POWER USAGE & TEMPERATURES: RX 560 vs GTX 1050
Every graphics card comes with a different cooler so looking at temperatures for two different cards isn’t exactly a like-for-like comparison, but it will give you a rough estimate of where they sit. Temperatures were measured in a room at 24C.
At idle the RX 560 leveled off at 37C and the system drew 42W.
The GTX 1050, on the other hand, idled at 31C and only drew 32W from the wall – something about the 1050’s power management allows it to use almost no power when it’s at idle.

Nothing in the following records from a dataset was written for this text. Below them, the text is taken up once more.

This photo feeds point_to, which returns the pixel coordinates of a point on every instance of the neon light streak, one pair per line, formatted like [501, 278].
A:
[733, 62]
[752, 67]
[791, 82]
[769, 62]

The 6-degree difference in temperature is due to the GTX 1050 having a BIOS-enforced minimum fan speed of 45%, which the RX 560 does not.
Under load with Unigine’s Valley benchmark the 560 topped out at 72C and drew 101W from the wall. The GTX 1050 hit a slightly higher 76C and drew 106W from the wall.
The RX 560 and GTX 1050 both have a TDP of 75W and they really aren’t going to draw much more power than that, nor produce more heat. From a subjective standpoint, neither card was louder nor quieter than the other, and neither one was really audible among the other noise sources in the case.
WHICH TO BUY: AMD RX 560 vs NVIDIA GTX 1050
I can only assume that the RX 560 price is inflated due to cryptocurrency mining and in the context of gaming, that means you’ll be getting a raw deal if you go with a RX 560 over the GTX 1050. It’s more expensive and noticeably slower.
There really isn’t any outside benefit to picking the RX 560; both cards use about the same power, make about the same noise, have the same display connectors, and neither one requires a PCIe power connector.